Page MenuHomePhabricator

Varnish/ATS should not decode URIs for /w/rest.php
Closed, ResolvedPublic

Description

Up until now, MediaWiki ingested all needed parameters through the query string (be it /w/index.php or /w/api.php), meaning that decoding the parameters prior to handling them over made sense (and.moreover, was desirable). However, with the advent of the REST API implementation in MediaWiki, we will have to change the rules of the game. Just like it is currently being done for /api/rest_v1/, Varnish and ATS should leave the original URI path untouched (read: encoded) for /w/rest.php. First reported in T235375, it was discovered in T235439 that the decoding of the URI happens on the Varnish layer.
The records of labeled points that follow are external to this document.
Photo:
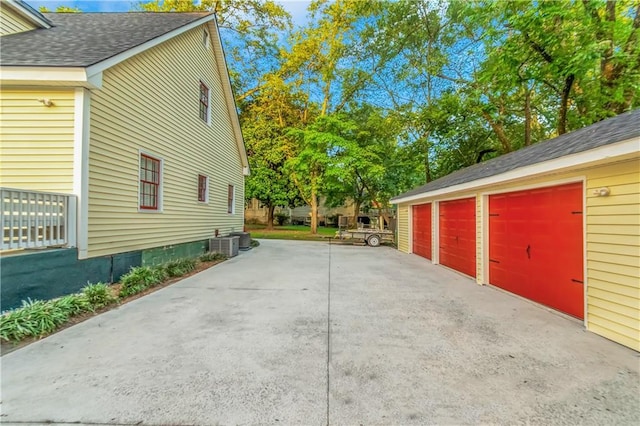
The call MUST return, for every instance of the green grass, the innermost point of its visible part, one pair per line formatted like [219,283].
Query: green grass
[291,232]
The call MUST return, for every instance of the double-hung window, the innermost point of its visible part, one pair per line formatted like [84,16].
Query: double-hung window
[204,102]
[150,181]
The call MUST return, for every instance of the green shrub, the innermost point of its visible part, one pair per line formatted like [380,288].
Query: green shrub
[98,295]
[74,304]
[141,278]
[33,318]
[212,255]
[177,268]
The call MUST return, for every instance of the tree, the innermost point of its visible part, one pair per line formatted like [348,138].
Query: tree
[317,156]
[266,118]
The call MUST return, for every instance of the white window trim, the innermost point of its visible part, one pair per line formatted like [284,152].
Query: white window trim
[207,34]
[206,192]
[160,187]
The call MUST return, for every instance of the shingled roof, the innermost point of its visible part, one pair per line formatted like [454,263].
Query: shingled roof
[617,129]
[85,39]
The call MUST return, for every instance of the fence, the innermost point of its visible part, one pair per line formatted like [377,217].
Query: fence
[32,219]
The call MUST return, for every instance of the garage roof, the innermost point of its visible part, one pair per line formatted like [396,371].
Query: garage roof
[617,129]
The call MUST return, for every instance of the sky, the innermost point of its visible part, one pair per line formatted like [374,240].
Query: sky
[297,8]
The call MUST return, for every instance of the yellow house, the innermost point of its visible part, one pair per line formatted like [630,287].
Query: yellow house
[120,136]
[557,223]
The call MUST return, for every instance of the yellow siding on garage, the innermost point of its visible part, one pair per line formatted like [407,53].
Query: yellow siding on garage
[11,22]
[613,253]
[150,103]
[36,142]
[612,241]
[403,228]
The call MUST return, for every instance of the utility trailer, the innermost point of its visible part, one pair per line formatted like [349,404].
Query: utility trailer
[370,236]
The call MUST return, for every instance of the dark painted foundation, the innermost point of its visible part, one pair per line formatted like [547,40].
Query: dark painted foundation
[47,274]
[51,273]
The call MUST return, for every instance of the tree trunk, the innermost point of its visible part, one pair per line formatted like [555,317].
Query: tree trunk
[314,211]
[564,104]
[499,131]
[527,117]
[270,211]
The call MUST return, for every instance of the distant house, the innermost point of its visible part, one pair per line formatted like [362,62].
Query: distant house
[557,223]
[120,140]
[257,213]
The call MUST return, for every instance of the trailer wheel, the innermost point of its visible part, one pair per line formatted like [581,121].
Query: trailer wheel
[373,240]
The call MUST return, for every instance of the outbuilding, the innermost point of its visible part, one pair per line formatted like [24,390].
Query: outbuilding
[557,222]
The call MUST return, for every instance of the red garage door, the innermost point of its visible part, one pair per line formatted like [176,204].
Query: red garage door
[458,235]
[422,230]
[535,245]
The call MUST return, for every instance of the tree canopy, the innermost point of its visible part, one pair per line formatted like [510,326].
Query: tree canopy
[365,100]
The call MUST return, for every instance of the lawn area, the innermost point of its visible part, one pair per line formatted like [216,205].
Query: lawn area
[290,232]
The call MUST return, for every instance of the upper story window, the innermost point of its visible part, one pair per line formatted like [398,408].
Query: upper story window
[203,188]
[150,182]
[205,37]
[204,102]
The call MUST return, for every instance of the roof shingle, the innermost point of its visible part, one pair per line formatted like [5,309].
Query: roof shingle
[84,39]
[617,129]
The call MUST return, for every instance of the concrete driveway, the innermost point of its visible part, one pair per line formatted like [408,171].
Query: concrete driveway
[296,333]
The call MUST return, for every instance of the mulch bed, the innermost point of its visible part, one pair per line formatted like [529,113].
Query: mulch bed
[8,347]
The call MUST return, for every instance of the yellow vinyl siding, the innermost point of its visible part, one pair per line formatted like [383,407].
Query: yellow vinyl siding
[36,142]
[150,103]
[479,240]
[403,228]
[11,22]
[613,253]
[612,242]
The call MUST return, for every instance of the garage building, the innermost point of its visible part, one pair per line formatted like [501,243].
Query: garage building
[557,222]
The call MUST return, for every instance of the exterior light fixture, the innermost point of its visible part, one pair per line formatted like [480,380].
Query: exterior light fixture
[46,102]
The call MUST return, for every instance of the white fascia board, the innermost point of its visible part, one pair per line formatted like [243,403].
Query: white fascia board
[27,14]
[228,95]
[58,76]
[114,60]
[605,152]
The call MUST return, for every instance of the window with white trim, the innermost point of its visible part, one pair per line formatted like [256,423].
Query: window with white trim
[150,183]
[230,199]
[205,37]
[203,188]
[204,102]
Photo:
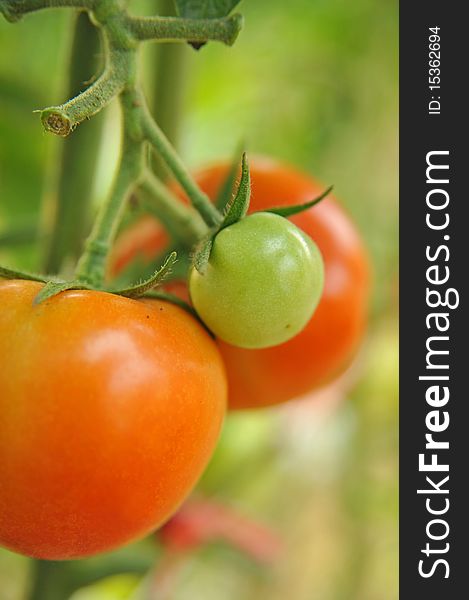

This is undesirable because it makes it impossible for the REST route matching algorithm to find the appropriate handler. E.g., when issuing a request for the path /w/rest.php/en.wikipedia.beta.wmflabs.org/v3/page/pagebundle/User%3APchelolo%2FOnDemand_Test/275844, Varnish decodes %3A and %2F into : and /, respectively, and passes /w/rest.php/en.wikipedia.beta.wmflabs.org/v3/page/pagebundle/User:Pchelolo/OnDemand_Test/275844 to the appserver. This, in turn, prompts MW to respond with a 404 because of the extra / in the path.

With the move from Parsoid/JS to Parsoid/PHP underway, this is somewhat urgent matter since it means we can't use the Parsoid/PHP REST API in Beta from the outside.

The manifestation of the problem can be witnessed by trying to contact Parsoid/PHP from inside and outside of Beta:

external call
$ curl -H'Host: en.wikipedia.beta.wmflabs.org' https://en.wikipedia.beta.wmflabs.org/w/rest.php/en.wikipedia.beta.wmflabs.org/v3/page/pagebundle/User%3APchelolo%2FOnDemand_Test/275844 -v
< HTTP/2 404 
< server: deployment-mediawiki-parsoid10.deployment-prep.eqiad.wmflabs
< x-powered-by: PHP/7.2.22-1+0~20190902.26+debian9~1.gbpd64eb7+wmf1
< x-varnish: 108733149, 42466902
< x-cache: deployment-cache-text05 pass, deployment-cache-text05 pass
< x-cache-status: pass
inside beta
$ curl -H 'Host: en.wikipedia.beta.wmflabs.org' deployment-mediawiki-parsoid10/w/rest.php/en.wikipedia.beta.wmflabs.org/v3/page/pagebundle/User%3APchelolo%2FOnDemand_Test/275844 -v
< HTTP/1.1 200 OK
< Date: Tue, 15 Oct 2019 09:05:41 GMT
< Server: deployment-mediawiki-parsoid10.deployment-prep.eqiad.wmflabs
< X-Powered-By: PHP/7.2.22-1+0~20190902.26+debian9~1.gbpd64eb7+wmf1

Event Timeline

mobrovac created this task.
Restricted Application added a subscriber: Aklapper. · View Herald Transcript

In ATS-land, URI path normalization can be configured by passing the right parameters to the script normalize-path.lua. See the current restbase config as an example.

This quarter we will carry on with the conversion of the cache_text cluster from Varnish to ATS. @mobrovac and I agreed on IRC that converting deployment-cache-text05 to ATS and configuring the lua normalization plugin as appropriate is the way to go to tackle this.

This quarter we will carry on with the conversion of the cache_text cluster from Varnish to ATS. @mobrovac and I agreed on IRC that converting deployment-cache-text05 to ATS and configuring the lua normalization plugin as appropriate is the way to go to tackle this.

To clarify, switching to ATS in beta will unblock the current show-stopper of not being able to contact Parosid/PHP in beta properly (needed to further the progress of porting Parsoid). That said, the Parsoid/PHP API will not be available in production externally (for now). However, further developments will be needed once the MW REST API hits production.

Change 545369 had a related patch set uploaded (by Ppchelko; owner: Ppchelko):
[operations/puppet@production] Varnish: don't decode/encode slashes for core REST API paths

https://gerrit.wikimedia.org/r/545369

Change 545369 merged by Ema:
[operations/puppet@production] Varnish: don't decode/encode slashes for core REST API paths

https://gerrit.wikimedia.org/r/545369

Ottomata subscribed.

Ema this looks done, feel free to resolve.